Input: (["hi"], ["44"])
Expected Output: [['hi']]
Explanation: 'hi' encodes to '44' (h and i both map to digit 4), which exactly matches the query.
Input: (["cat"], ["0"])
Expected Output: [[]]
Explanation: The query '0' can never be a prefix of any encoding because no letter maps to digit 0.
Input: (["a"], ["22"])
Expected Output: [[]]
Explanation: 'a' encodes to '2' (length 1); the query '22' is longer than the encoding, so it is not a prefix and there is no match.
Input: (["zoo", "zap"], ["9", "92"])
Expected Output: [['zap', 'zoo'], ['zap']]
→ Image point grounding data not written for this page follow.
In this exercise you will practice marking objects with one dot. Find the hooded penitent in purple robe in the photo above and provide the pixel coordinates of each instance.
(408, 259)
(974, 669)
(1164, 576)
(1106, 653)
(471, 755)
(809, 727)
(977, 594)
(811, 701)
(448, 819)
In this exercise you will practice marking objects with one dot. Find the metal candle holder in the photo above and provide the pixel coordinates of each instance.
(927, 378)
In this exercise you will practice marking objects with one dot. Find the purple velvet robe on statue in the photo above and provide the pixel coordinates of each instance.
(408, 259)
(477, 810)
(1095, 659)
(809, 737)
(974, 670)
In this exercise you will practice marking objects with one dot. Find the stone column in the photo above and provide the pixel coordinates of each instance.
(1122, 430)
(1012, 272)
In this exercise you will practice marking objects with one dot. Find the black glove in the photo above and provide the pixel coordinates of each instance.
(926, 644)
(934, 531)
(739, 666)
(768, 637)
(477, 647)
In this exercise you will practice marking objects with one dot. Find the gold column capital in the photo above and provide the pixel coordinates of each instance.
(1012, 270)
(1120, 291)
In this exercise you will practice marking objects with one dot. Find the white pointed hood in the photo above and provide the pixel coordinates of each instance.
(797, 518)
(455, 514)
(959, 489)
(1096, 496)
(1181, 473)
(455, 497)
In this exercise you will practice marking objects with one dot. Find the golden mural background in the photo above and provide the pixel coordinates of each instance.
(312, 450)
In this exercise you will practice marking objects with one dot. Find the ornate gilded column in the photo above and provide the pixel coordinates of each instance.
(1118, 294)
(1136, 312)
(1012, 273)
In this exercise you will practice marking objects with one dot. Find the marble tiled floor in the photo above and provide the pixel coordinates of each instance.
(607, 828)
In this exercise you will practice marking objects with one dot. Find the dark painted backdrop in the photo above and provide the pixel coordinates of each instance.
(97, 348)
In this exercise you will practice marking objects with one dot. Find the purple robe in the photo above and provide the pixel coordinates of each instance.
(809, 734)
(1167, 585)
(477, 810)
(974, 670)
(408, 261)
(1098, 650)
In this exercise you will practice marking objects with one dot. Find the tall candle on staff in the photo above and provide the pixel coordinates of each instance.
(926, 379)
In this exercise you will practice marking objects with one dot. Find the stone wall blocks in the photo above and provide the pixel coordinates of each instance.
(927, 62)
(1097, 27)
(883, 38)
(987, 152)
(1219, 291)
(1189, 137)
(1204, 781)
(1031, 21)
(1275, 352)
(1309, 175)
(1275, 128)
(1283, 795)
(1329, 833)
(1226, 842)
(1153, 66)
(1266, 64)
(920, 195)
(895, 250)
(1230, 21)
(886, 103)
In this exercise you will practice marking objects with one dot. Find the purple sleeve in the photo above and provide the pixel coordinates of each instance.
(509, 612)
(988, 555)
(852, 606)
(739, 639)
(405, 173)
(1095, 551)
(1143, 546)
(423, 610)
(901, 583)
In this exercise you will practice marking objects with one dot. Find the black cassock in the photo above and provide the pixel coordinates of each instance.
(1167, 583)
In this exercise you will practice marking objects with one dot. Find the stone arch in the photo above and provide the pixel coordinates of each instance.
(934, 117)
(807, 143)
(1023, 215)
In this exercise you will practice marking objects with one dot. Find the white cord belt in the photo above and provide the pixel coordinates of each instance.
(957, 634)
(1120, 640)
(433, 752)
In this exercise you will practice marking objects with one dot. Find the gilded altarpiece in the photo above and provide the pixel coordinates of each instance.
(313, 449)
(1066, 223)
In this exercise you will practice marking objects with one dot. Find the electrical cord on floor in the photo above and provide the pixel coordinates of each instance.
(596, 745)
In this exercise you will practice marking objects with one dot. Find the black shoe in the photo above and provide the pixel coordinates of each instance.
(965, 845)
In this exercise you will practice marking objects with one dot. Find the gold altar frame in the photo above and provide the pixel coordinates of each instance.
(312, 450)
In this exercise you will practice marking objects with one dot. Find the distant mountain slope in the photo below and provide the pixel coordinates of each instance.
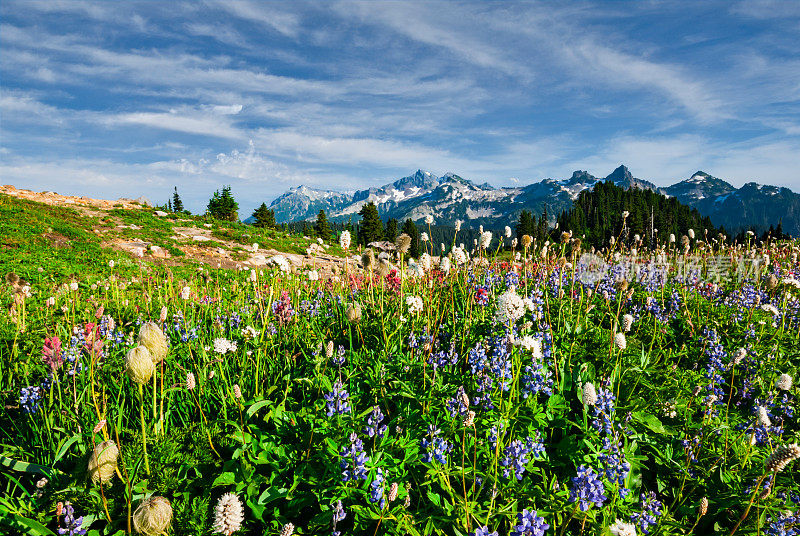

Explanation: zoo->966, zap->927. Both start with '9', sorted lexicographically as zap < zoo. Only zap starts with '92'.
Input: (["tree"], ["8733", "873", "8"])
Expected Output: [['tree'], ['tree'], ['tree']]
Explanation: 'tree' encodes to '8733'; each of '8', '873', and '8733' is a prefix of it, so 'tree' is suggested for all three queries.
Hints
- Precompute each word's digit encoding once using a fixed letter->digit map, then compare each query against those encodings.
- A match for query q means q is a prefix of the word's encoding: use string startswith / prefix comparison.
- Any query containing '0' or '1' matches nothing, since those digits have no letters.
- Sort each query's matched words lexicographically before returning. For large inputs, a trie keyed on digits (with words stored at reachable nodes) lets you answer each query by walking the query and collecting the subtree.